When the quantities μ and μ0 are approximately equal, the quantum absorber can exhibit the phenomenon called Coherent-Population-Trapping (CPT), assuming that the value of νL falls in the necessary range so that the CPT-generating frequency component with frequency νL+½μ induces transitions between the state A and the states Ck, and the CPT-generating frequency component with frequency νL−½μ induces transitions between the state B and the states Ck. In this situation, the absorption (and fluorescence) of the CPT-generating components by the quantum absorber is smaller than it otherwise would be, and the transmission of the CPT-generating components through the quantum absorber is greater than it otherwise would be. When μ and μ0 are exactly equal, for fixed νL, the quantum absorber exhibits an absorption (and fluorescence) minimum, and a transmission maximum, of the CPT-generating components. One class of frequency standards utilizes the CPT phenomenon to adjust a frequency source such that its output frequency is equal to some function of μ0 by maintaining the frequency μ at the value that maximizes the transmission (or minimizes fluorescence) of the quantum absorber. If μ0 remains constant, then the frequency source can be used as a frequency standard having high accuracy, as long as a reliable method exists for determining μ0.

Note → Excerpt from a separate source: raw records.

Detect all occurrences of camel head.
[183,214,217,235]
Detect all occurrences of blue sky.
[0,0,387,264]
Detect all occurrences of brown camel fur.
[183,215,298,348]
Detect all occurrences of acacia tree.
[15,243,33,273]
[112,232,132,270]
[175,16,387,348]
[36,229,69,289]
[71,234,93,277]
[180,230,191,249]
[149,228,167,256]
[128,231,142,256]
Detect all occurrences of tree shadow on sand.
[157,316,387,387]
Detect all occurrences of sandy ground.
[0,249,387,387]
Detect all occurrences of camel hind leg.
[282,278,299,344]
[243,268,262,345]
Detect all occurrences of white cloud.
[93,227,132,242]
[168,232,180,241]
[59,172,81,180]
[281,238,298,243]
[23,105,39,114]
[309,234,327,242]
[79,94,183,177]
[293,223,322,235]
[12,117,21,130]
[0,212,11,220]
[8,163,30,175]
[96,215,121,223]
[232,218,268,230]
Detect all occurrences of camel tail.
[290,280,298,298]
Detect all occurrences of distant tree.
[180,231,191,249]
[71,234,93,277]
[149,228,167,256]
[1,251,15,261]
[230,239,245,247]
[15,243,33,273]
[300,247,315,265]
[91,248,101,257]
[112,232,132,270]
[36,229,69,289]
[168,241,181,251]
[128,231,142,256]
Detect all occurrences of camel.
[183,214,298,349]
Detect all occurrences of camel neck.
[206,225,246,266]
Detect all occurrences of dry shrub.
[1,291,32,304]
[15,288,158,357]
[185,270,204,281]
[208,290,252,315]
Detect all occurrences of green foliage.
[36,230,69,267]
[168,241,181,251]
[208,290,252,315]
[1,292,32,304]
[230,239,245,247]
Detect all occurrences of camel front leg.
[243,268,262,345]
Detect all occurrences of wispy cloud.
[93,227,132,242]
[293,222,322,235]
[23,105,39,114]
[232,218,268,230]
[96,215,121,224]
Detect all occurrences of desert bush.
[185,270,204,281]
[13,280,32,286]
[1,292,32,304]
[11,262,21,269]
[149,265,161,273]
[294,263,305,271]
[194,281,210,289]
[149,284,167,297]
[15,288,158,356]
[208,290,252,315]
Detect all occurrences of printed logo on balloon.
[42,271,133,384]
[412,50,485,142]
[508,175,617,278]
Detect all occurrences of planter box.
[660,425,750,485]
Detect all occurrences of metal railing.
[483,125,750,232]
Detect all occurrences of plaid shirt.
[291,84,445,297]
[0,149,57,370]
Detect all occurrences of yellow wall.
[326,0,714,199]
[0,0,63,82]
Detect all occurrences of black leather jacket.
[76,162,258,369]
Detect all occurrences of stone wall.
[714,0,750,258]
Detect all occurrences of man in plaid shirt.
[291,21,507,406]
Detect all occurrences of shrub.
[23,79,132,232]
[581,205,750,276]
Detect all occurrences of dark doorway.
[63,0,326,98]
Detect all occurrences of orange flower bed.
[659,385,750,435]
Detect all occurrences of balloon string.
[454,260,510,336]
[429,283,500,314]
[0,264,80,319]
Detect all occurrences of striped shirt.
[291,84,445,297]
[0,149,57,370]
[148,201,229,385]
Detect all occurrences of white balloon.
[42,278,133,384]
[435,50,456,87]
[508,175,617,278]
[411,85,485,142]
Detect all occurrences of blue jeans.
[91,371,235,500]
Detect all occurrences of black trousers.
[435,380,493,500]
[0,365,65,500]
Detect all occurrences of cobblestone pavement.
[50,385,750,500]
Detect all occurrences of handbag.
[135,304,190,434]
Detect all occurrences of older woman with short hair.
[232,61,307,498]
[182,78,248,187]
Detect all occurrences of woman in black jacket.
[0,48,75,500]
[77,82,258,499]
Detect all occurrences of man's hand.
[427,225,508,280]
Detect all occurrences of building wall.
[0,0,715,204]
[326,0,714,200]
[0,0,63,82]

Therefore, reliably accurate frequency standards based on CPT must keep μ0 constant, and they must reliably determine the value of μ that maximizes the transmission through the absorber. To accomplish the first task, each source that causes μ0 to vary must be carefully controlled, or else means must be applied to the quantum absorber to reduce the sensitivity of μ0 to that source. For example, if the quantum absorber is 87Rb vapor in a cell with a buffer gas and a magnetic field, then some of the sources that cause μ0 to vary are fluctuations in the strength of the applied magnetic field, and the buffer gas pressure. Hence, reliable operation of the standard must ensure the constancy of the magnetic field and the buffer gas pressure.
For the purposes of the present discussion, it will be assumed that the standard measures the transmission through the quantum absorber. Similar arguments apply to standards that measure fluorescence, microwave emission, or some other parameter. In general, the transmitted power, T(νL, μ), will be a function of both νL and μ. Prior art methods determine the value of μ that maximizes the transmission by utilizing an algorithm that assumes that the transmission curve is a symmetric function of μ about μ0 for fixed νL when μ is near to μ0. If the transmission curve does not satisfy this symmetry condition, the determination of μ0 will be in error.
In quantum absorbers that exhibit the CPT phenomenon, T(νL, μ) is often not a symmetric function of μ about μ0 for fixed νL. Denote the Rabi frequency associated with the transition between state A and state Ck by ωAk and the Rabi frequency associated with the transition between state B and state Ck by ωBk. Then the transmission curve T(νL, μ), with νL held fixed, is a symmetric function of μ about μ0 only when, for each high energy state Ck, |ωAk|2=|ωBk|2. When this relation between ωAk and ωBk does not hold for each of the high energy states Ck, then T(νL, μ), for νL held fixed, will not normally be a symmetric function of μ about μ0, and an error will be made in the determination of the value of μ that maximizes the transmission through the quantum absorber.